We think, as did the Eighth District Court of Appeals in
Glenboski
v.
St. Alexis Hospital
(1979), 65 Ohio App. 2d 165, 168 [19 O.O.3d 122]:
“Three situations which may occur under this section [R.C. 2305.11] of the
statute and the proper results are stated below:
“1. If no written notice is given, then the one year statute of limitations will control.
“2. If written notice is given 180 days or more prior to the end of the one year period from the date of the accrual of the action, then the one year statute of limitations will still control the filing of the complaint.
“3. If written notice is given less than 180 days prior to the end of the one year period from the date of accrual of the cause of action, then the extension period of 180 days from the date of the notice will control the filing of the complaint.
“The case at bar comes within the third example above. Accordingly, we find that the cause of action by plaintiff was barred by the provisions of R.C. 2305.11 and that the trial court properly granted defendant’s motion to dismiss.”

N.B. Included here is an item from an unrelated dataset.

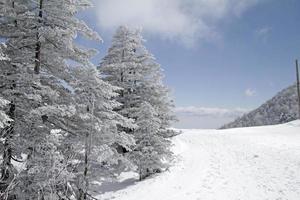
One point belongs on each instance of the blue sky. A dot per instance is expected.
(219, 56)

A recent opinion by the Eighth District Court of Appeals written by the judge who wrote
Glenboski, supra,
and concurred in by two different members of that court, one of whom is now a Justice of the Supreme Court of Ohio, styled
Jaeger
v.
Neumann
(Nov. 9, 1979), Cuyahoga App. No. 39595, unreported, determined that without the validity of the tolling provision in R.C. 2305.15 no action could be maintained against Dr. Neumann since the action was brought one year and six weeks after the physician-patient relationship terminated, but due to the defendant’s absence from the state the tolling effect of R.C. 2305.15 intervened and tolled R.C. 2305.11 a sufficient length of time to bring the commencement of the action within the one-year period.
We accept the reasoning set out in the
Neumann
case and hold that R.C. 2305.15 is viable in this medical malpractice case.
We believe in the adoption of a time period when the action herein may be commenced. We begin with the base as March 16, 1978, plus the days appellee was out of the state whether as variously set out in the record and briefs as thirty-three, thirty-nine, or forty-five days which must be added to March 16, 1979, plus one hundred eighty days after April 18, 1979, April 24, 1979, or April 30, 1979, fixing the time to commence action as a period after October 15, 1979, when this case was filed.
We reverse the judgment of the Court of Common Pleas of Medina County and remand the cause for further proceedings.
Judgment reversed and cause remanded.
Mahoney, P. J., and Bell, J., concur.
Hunsicker, J., retired, of the Ninth Appellate District, was assigned to active duty under authority of Section 6(C), Article IV, Constitution.